Elle était la fille unique de David et Louisa Kellergan, des évangélistes du Sud originaires de Jackson, Alabama, où elle-même était née le 12 avril 1960. Les Kellergan s’étaient installés à Aurora, à l’automne 1969, après que le père avait été engagé comme pasteur par la paroisse St James, la principale communauté d’Aurora, qui connaissait une remarquable affluence à l’époque. Le temple de St James, situé à l’entrée sud de la ville, était un imposant édifice en planches dont il ne subsiste plus rien aujourd’hui, depuis que les communautés d’Aurora et de Montburry ont dû fusionner pour des raisons d’économies budgétaires et de manque de fidèles. À la place, on y trouve désormais un restaurant McDonald’s. Dès leur arrivée, les Kellergan avaient emménagé dans une jolie maison, propriété de la paroisse, située au 245 Terrace Avenue, bâtie sur un seul niveau : c’est vraisemblablement par la fenêtre de sa chambre que, six ans plus tard, Nola allait s’évaporer dans la nature, le samedi 30 août 1975.

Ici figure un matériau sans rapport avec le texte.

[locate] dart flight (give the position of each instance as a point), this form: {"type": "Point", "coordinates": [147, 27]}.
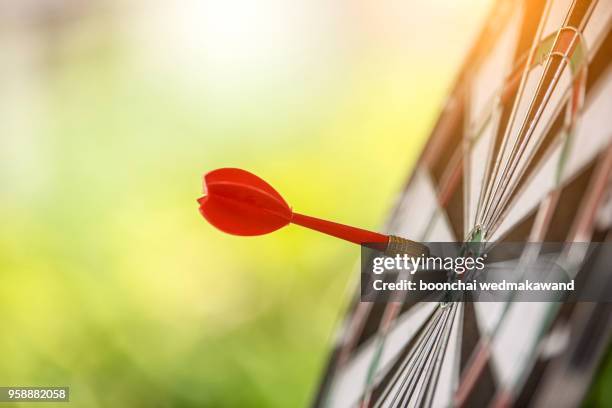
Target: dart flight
{"type": "Point", "coordinates": [240, 203]}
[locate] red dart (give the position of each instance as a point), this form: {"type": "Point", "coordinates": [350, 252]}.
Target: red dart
{"type": "Point", "coordinates": [240, 203]}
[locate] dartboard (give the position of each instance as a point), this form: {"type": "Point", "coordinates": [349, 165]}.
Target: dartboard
{"type": "Point", "coordinates": [522, 151]}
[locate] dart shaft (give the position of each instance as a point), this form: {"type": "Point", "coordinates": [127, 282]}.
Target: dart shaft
{"type": "Point", "coordinates": [348, 233]}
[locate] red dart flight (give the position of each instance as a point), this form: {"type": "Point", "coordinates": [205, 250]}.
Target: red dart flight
{"type": "Point", "coordinates": [240, 203]}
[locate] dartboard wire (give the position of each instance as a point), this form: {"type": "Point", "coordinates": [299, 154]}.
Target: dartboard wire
{"type": "Point", "coordinates": [508, 178]}
{"type": "Point", "coordinates": [521, 89]}
{"type": "Point", "coordinates": [493, 116]}
{"type": "Point", "coordinates": [503, 161]}
{"type": "Point", "coordinates": [433, 373]}
{"type": "Point", "coordinates": [416, 367]}
{"type": "Point", "coordinates": [493, 225]}
{"type": "Point", "coordinates": [393, 309]}
{"type": "Point", "coordinates": [430, 326]}
{"type": "Point", "coordinates": [477, 361]}
{"type": "Point", "coordinates": [498, 181]}
{"type": "Point", "coordinates": [581, 231]}
{"type": "Point", "coordinates": [576, 102]}
{"type": "Point", "coordinates": [523, 140]}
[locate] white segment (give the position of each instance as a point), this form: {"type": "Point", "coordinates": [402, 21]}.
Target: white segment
{"type": "Point", "coordinates": [559, 9]}
{"type": "Point", "coordinates": [417, 207]}
{"type": "Point", "coordinates": [532, 194]}
{"type": "Point", "coordinates": [516, 339]}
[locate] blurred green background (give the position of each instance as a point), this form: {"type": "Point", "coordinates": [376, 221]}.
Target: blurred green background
{"type": "Point", "coordinates": [110, 281]}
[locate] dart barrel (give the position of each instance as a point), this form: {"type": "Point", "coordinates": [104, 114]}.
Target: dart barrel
{"type": "Point", "coordinates": [398, 245]}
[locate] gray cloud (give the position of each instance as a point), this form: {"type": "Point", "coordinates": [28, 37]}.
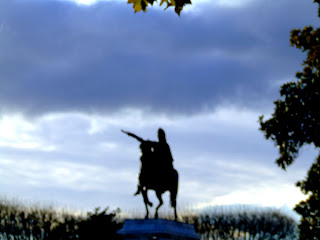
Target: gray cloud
{"type": "Point", "coordinates": [57, 56]}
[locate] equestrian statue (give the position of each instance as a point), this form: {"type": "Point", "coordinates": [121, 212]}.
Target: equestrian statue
{"type": "Point", "coordinates": [156, 172]}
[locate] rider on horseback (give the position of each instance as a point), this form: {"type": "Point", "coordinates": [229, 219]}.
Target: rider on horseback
{"type": "Point", "coordinates": [156, 160]}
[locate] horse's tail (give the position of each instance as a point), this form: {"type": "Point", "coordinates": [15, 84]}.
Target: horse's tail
{"type": "Point", "coordinates": [174, 190]}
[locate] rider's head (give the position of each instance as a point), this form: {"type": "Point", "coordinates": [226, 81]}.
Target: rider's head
{"type": "Point", "coordinates": [161, 135]}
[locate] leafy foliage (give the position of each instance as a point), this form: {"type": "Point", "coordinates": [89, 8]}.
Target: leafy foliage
{"type": "Point", "coordinates": [296, 122]}
{"type": "Point", "coordinates": [178, 5]}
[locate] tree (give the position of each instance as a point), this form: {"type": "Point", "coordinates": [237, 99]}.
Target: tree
{"type": "Point", "coordinates": [178, 5]}
{"type": "Point", "coordinates": [296, 122]}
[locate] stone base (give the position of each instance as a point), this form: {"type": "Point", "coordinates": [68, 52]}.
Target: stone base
{"type": "Point", "coordinates": [157, 229]}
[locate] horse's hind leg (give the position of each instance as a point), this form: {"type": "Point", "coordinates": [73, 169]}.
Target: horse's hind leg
{"type": "Point", "coordinates": [159, 196]}
{"type": "Point", "coordinates": [173, 196]}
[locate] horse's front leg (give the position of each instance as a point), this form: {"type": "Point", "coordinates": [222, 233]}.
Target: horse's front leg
{"type": "Point", "coordinates": [146, 201]}
{"type": "Point", "coordinates": [159, 196]}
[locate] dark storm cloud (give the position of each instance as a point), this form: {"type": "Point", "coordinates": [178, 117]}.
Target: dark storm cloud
{"type": "Point", "coordinates": [58, 56]}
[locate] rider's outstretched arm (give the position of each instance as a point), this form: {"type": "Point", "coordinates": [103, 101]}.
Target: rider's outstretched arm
{"type": "Point", "coordinates": [133, 135]}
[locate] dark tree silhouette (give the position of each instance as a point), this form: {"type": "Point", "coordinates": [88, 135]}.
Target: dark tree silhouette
{"type": "Point", "coordinates": [178, 5]}
{"type": "Point", "coordinates": [296, 122]}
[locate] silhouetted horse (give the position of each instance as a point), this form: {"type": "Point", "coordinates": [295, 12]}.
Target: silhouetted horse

Ces descriptions furent parmi les premières que me firent les habitués du Clark’s, où je me rendis le lendemain matin de mon arrivée à Aurora. Je m’étais réveillé spontanément à l’aube, tourmenté par cette sensation désagréable de ne pas être vraiment certain de ce que je faisais ici. Après être allé faire mon jogging sur la plage, j’avais nourri les mouettes, et je m’étais alors posé la question de savoir si j’étais vraiment venu jusque dans le New Hampshire uniquement pour donner du pain à des oiseaux de mer. Je n’avais rendez-vous à Concord qu’à onze heures avec Benjamin Roth pour aller rendre visite à Harry ; dans l’intervalle, comme je ne voulais pas rester seul, j’étais allé manger des pancakes au Clark’s. Lorsque j’étais étudiant et que je séjournais chez lui, Harry avait pour coutume de m’y traîner aux premières heures du jour : il me réveillait avant l’aube, me secouant sans ménagement et en m’expliquant qu’il était temps d’enfiler mes vêtements de sport. Puis nous descendions au bord de l’océan, pour courir et boxer. S’il faiblissait un peu, il jouait les entraîneurs : il interrompait son effort soi-disant pour venir corriger mes gestes et mes positions, mais je sais qu’il avait surtout besoin de reprendre son souffle. Au fil des exercices et des foulées, nous parcourions les quelques miles de plage qui reliaient Goose Cove à Aurora. Nous remontions ensuite par les roches de Grand Beach et nous traversions la ville qui dormait encore. Dans la rue principale, plongée dans l’obscurité, on apercevait de loin la lumière crue qui jaillissait par la baie vitrée du diner, qui était le seul établissement à ouvrir de si bonne heure. À l’intérieur, régnait un calme absolu ; les rares clients étaient des routiers ou des commis qui avalaient leur petit déjeuner en silence. En arrière-fond sonore, on entendait la radio, toujours branchée sur une chaîne d’information et dont le volume, trop bas, empêchait de comprendre tous les mots du speaker. Les matins de grandes chaleurs, le ventilateur suspendu battait l’air dans un grincement métallique, faisant danser la poussière autour des lampes. Nous nous installions à la table 17, et Jenny arrivait aussitôt pour nous servir du café. Elle avait toujours pour moi un sourire d’une douceur presque maternelle. Elle me disait : « Mon pauvre Marcus, il te force à te lever à l’aube, hein ? Depuis que je le connais, il fait ça. » Et nous riions.